= Targum Rishon =

Aramaic elaboration of Esther

The Targum Rishon, also known as the First Targum of Esther in the Hebrew, is an Aramaic translation (targum) and elaboration of the Book of Esther. Compared to Targum Sheni (or the Second Targum of Esther), it is less embellished and shorter, coming out as less than half the length of Targum Sheni. Targum Rishon is dated approximately between 500 and 700, postdating the Babylonian Talmud, and of Palestinian provenance. A recent suggestion places the origins of both targums in early seventh century Palestine, and proposes that both are derivatives of an earlier rabbinic text called Esther Rabbati.

Both the First and Second Targums should not be confused with another targum of Esther mentioned by tractate Megillah of the Talmud, which is an earlier but now lost text.

== Editorial additions to the Book of Esther ==

The text alternates between word-for-word renderings of Esther and entire rewrites. The majority of the time, only a few words are added to clarify the meaning of the passage. One is example is Targum Rishon to Esther 3:5: "Haman became filled with anger against Mordekhai" (italics added). One case of a lengthy insertion is in Targum Rishon 1:1. The original verse reads:It happened during the days of the wicked Xerxes, the Xerxes who ruled 127 provinces, from India to Western Ethiopia.Whereas the Targum reads:It happened during the days of the wicked Xerxes, the Xerxes in whose days (the decree allowing) work on the house of the great God was revoked. It remained revoked until the second year of Darius on the advice of the sinful Vashti, daughter of Evil Merodakh, son of Nebukhadnezzar. Because she did not permit the rebuilding of the Temple, it was decreed she be executed in the nude. And because Xerxes listened to her advice, his life was shortened and his kingdom was split up. Previously all peoples, nations, and (speakers of various) languages, and provinces were under his rule, but now they were no longer subjected to him. In view of this fact, and subsequently, when it was revealed before the Lord that Vashti would be killed and that he was destined to marry Esther, who was a descendant of Sarah, who lived 127 years, he was given an extension and he ruled 127 provinces, from India to Western Ethiopia.The passage adds significant new information about Ahasuerus and Vashti. Vashti is now cast as the granddaughter of Nebuchadnezzar II, who destroyed the Second Temple, explaining why Targum Rishon portrays her so negatively. Another fantastic embellishment can be found in Targum Rishon 6:1. Overall, Targum Rishon tends to add more midrashic material as opposed to directly interpreting the text.

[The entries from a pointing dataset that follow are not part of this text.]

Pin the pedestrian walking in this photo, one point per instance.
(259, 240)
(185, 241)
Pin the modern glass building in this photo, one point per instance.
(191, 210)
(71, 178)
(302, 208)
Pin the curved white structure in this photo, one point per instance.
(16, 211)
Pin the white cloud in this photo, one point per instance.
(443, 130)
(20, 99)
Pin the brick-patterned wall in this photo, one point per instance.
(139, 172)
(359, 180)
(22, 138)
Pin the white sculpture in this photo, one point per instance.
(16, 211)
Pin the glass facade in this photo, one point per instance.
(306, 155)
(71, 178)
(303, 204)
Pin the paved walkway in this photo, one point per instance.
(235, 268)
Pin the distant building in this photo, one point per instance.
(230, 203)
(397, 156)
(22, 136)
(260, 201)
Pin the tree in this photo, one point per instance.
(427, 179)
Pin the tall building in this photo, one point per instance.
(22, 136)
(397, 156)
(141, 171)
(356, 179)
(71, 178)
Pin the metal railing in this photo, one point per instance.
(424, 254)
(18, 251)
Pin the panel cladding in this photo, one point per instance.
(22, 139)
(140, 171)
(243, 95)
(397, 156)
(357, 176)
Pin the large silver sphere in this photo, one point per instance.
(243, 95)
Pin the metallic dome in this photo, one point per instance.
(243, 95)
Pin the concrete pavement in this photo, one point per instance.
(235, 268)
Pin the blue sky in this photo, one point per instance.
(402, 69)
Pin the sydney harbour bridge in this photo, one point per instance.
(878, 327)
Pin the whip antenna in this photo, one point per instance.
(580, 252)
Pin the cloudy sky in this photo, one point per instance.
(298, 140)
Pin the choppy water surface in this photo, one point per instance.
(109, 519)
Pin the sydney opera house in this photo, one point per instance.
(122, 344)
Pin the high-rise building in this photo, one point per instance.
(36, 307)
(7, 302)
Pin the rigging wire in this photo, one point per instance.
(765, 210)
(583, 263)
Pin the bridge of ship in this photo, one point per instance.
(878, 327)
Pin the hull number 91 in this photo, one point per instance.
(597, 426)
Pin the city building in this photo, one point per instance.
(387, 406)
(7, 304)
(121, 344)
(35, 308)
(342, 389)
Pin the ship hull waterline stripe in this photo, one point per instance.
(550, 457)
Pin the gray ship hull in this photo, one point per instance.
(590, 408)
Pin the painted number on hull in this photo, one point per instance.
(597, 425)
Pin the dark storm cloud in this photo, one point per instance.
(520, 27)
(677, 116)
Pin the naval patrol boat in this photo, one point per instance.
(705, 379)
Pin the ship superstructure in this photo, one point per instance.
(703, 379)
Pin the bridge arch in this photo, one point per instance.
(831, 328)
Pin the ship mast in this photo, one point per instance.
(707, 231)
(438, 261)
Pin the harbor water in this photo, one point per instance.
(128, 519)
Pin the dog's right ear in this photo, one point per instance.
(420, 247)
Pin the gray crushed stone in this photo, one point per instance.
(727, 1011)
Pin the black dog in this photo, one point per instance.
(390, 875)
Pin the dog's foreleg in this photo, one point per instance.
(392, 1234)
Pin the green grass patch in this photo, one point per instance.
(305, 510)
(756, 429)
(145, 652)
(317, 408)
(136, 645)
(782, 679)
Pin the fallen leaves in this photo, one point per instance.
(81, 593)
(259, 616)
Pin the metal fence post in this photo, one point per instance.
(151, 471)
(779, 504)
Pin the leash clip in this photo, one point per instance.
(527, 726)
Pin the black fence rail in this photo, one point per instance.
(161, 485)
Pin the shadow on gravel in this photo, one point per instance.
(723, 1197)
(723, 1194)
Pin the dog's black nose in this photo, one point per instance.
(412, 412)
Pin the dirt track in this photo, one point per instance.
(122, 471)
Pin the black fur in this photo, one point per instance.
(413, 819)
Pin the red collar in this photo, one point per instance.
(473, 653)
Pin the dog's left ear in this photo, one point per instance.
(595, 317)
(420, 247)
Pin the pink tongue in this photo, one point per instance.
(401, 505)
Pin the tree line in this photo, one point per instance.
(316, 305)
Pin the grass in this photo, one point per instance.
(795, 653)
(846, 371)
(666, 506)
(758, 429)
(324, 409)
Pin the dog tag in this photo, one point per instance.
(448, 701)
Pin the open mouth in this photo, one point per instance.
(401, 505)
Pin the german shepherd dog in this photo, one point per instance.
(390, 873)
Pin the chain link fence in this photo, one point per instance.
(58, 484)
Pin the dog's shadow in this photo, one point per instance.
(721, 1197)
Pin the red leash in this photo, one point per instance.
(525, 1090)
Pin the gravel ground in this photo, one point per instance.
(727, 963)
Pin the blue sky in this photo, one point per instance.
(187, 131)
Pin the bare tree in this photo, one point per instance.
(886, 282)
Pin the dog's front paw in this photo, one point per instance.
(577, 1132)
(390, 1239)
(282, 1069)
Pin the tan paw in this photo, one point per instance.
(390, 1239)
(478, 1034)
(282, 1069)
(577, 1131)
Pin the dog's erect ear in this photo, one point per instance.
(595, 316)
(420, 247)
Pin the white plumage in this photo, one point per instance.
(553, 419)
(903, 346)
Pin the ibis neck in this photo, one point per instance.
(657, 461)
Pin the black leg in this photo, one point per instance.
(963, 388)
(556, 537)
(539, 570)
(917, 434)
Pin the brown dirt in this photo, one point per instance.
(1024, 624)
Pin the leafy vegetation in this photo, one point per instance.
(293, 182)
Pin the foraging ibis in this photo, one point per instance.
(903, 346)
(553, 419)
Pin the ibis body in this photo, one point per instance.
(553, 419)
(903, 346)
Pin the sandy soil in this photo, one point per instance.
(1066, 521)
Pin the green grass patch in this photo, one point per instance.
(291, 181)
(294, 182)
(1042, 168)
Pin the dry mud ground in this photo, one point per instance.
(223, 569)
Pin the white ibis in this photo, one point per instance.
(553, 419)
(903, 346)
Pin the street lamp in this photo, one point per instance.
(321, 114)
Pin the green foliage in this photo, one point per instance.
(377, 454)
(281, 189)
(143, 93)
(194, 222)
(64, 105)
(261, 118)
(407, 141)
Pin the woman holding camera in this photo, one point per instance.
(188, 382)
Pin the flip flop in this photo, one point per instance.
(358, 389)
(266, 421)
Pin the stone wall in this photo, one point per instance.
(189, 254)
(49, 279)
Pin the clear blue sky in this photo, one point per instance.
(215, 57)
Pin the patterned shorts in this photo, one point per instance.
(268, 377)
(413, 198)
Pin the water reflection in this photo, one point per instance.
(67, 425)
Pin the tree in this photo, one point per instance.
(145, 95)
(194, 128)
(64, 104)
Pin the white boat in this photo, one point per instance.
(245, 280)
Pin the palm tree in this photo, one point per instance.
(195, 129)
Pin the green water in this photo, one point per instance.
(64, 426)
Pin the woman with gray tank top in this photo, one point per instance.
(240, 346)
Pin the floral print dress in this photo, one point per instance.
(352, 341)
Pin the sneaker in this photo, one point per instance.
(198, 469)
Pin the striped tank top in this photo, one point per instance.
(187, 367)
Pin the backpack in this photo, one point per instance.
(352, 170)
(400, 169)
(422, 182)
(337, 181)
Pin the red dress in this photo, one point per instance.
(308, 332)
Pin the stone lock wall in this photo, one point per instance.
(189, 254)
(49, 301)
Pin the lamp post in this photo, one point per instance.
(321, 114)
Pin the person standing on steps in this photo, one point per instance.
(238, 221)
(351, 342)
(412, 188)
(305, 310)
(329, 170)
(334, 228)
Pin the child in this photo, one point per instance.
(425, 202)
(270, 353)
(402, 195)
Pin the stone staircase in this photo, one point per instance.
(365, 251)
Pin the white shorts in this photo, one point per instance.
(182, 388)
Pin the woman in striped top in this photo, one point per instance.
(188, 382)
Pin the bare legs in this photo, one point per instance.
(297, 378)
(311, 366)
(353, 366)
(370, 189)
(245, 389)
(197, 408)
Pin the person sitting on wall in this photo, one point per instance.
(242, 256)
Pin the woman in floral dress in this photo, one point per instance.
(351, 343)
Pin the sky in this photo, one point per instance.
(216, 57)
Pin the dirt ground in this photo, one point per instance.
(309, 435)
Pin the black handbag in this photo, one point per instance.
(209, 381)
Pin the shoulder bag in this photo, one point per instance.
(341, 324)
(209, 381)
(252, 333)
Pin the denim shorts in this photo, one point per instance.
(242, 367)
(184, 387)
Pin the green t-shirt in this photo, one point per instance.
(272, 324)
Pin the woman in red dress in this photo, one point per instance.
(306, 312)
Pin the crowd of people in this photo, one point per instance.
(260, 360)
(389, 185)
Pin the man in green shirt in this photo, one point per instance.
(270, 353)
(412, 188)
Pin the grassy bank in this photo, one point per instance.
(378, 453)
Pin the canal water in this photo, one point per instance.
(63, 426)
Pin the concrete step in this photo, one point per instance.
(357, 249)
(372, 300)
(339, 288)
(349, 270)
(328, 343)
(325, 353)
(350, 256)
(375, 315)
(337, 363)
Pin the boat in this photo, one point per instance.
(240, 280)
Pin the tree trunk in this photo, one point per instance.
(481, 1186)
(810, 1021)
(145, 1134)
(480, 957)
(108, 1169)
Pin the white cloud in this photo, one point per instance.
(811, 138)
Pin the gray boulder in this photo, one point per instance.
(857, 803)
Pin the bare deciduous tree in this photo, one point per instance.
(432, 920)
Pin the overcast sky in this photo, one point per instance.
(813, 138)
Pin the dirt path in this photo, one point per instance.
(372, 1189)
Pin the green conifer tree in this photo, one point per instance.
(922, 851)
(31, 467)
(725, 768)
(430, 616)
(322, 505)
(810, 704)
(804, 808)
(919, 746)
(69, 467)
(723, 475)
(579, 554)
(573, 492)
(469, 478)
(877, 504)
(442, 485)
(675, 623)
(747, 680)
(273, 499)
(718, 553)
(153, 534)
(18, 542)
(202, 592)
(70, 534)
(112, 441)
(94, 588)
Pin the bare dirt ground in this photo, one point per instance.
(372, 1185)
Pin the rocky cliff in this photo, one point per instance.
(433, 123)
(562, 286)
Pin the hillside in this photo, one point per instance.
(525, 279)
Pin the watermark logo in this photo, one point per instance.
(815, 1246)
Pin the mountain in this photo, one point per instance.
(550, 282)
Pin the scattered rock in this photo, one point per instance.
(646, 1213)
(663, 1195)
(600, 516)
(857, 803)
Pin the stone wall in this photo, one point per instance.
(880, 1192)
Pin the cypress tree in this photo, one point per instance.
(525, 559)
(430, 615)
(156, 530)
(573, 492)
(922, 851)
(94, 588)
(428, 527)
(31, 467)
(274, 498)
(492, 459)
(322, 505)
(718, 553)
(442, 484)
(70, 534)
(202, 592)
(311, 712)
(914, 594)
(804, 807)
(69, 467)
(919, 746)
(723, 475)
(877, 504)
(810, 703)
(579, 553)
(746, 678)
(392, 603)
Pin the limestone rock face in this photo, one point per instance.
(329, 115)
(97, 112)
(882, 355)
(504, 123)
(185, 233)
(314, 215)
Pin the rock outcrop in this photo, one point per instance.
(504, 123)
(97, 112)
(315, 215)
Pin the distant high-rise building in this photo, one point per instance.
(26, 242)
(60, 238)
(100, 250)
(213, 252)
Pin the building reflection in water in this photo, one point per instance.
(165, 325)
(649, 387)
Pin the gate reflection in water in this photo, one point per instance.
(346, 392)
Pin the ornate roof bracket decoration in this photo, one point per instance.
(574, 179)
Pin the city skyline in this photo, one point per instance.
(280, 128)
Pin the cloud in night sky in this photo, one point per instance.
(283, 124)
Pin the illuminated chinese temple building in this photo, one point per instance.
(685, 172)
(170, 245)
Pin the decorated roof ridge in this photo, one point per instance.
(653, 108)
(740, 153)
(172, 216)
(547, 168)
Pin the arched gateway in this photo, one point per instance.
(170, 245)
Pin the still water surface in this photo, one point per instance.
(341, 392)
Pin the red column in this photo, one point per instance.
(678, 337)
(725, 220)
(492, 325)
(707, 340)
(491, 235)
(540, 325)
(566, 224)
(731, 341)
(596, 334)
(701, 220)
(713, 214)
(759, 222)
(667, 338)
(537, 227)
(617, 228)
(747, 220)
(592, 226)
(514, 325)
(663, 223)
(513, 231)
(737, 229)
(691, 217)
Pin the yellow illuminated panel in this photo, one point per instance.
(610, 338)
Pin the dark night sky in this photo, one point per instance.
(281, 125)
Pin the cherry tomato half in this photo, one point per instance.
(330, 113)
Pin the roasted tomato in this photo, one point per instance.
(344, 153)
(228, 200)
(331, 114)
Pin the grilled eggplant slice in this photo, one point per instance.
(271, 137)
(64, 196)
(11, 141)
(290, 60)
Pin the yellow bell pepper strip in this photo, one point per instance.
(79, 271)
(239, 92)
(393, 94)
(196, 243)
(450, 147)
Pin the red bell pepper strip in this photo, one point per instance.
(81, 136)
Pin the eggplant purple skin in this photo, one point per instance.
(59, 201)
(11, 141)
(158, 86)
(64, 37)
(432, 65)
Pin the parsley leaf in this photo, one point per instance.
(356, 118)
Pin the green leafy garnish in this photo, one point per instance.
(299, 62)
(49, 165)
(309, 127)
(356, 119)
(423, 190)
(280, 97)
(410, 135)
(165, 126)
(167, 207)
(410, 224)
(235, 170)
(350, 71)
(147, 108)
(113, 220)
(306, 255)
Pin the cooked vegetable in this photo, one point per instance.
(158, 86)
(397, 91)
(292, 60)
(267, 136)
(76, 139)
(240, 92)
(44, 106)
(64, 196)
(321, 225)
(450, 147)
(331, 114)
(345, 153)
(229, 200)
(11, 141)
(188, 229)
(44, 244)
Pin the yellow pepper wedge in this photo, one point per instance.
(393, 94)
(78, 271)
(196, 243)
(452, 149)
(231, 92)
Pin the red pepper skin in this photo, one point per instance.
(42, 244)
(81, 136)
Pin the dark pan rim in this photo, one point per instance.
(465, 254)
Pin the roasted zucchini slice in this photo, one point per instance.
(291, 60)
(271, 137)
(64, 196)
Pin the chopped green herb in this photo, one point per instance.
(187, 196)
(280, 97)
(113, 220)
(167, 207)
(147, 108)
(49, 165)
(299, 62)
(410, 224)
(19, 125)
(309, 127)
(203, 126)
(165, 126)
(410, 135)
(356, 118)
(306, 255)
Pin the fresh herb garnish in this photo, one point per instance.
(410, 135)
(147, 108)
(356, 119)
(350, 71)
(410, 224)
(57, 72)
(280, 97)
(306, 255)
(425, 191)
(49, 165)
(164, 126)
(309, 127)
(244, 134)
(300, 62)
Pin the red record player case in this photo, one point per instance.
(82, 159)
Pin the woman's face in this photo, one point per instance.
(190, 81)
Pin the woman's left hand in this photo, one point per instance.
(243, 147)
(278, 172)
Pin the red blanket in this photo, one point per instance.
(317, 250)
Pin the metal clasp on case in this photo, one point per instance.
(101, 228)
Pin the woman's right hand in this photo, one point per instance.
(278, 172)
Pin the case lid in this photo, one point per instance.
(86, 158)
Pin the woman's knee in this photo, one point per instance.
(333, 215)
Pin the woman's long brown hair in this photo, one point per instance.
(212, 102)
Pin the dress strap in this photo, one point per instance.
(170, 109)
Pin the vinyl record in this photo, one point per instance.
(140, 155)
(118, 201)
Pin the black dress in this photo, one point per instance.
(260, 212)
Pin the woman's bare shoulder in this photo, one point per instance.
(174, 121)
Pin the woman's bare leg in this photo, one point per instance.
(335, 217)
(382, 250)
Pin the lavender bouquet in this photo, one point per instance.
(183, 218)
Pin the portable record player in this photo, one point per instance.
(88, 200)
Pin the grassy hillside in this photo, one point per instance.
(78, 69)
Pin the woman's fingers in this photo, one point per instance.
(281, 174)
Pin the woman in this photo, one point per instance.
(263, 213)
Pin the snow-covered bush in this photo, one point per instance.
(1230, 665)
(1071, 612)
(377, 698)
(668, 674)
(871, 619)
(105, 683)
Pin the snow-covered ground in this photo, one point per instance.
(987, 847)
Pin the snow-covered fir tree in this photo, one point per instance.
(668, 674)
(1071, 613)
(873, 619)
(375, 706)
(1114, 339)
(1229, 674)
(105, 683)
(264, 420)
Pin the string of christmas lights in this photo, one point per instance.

Another addition in Targum Rishon is in making Esther a much more religious and Jewish text. The original text does not mention God or any recognizably Jewish practices. In Targum Rishon, God becomes an active participant in the progression of the story, for example by punishing Haman, and later again saving his people from Haman's decree. Esther performs a lengthy prayer to gain favor with the king and overcome the evil plans of Haman in Targum Rishon 5:1, and so forth. Furthermore, Esther now performs a variety of Jewish practices, including the observance of Shabbat and the festivals, and she follows menstrual restrictions and food regulations. References are also made to Abraham, Jacob, and Isaac to link Israel to their past.

== Manuscripts ==
The earliest manuscripts of Targum Rishon range between the 14th and 16th centuries. They are known from Spain, France, Italy and Algeria.